Brief Description of Related Technology
Cancer remains one of the world's most devastating diseases, with more than 10 million new cases every year. Although recent advances in diagnostic and therapeutic methods to treat primary tumors have resulted in a decrease in mortality of cancer for the past two years, metastasis of cancer still poses a great challenge as patients often relapse. Disseminated and Circulating tumor cells (DTCs and CTCs, respectively) are known to induce secondary tumor formation at distant sites from primary tumors, known as metastasis. Two major theories describing cancer metastasis, the seed and soil hypothesis and the mechanical trapping theory, are available and the extravasation process for each are similar, consisting of three sequential steps. The metastasis mechanism is known to be initiated by cell rolling the naturally occurring process utilized to recruit leukocytes to sites of inflammation. In the second step, the cells firmly attach to the endothelial cells. In the third step, the cells transmigrate through the endothelium (diapedesis), resulting in secondary tumor formation.

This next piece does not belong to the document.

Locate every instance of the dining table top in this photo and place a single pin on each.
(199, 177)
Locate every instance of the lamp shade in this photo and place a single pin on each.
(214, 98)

Research efforts on diagnosis and prognosis of metastatic cancer have concentrated on the detection of DTCs in bone marrow (BM) and CTCs in blood. Detection of DTCs requires aspiration of BM—a process that is invasive, time-consuming, and often painful for the patients, precluding repeated samplings that are necessary for prognosis studies along with therapeutic treatments. Consequently, effective detection of CTCs in peripheral blood of cancer patients holds a promise as an alternative due to its minimal invasiveness and easy samplings (i.e. blood drawing). However, the clinical usage of CTCs has not yet been implemented for routine clinical practice. In fact, the clinical significance of CTCs in patient blood is less clear than that for DTCs in BM. Unlike DTCs in BM that are relatively easy to enrich using Ficoll-based assays or the OncoQuick approach, and other immunomagnetic enrichment procedures, CTCs are extremely rare (estimated to be in the range of one tumor cell in the background of 106-109 normal blood cells), presenting a tremendous challenge for efficient, clinically significant detection of CTCs.
Thus, there exists in the art a need for devices and methods to efficiently isolate circulating tumor cells with enhanced sensitivity and specificity to aid in diagnosis and prognosis of cancer.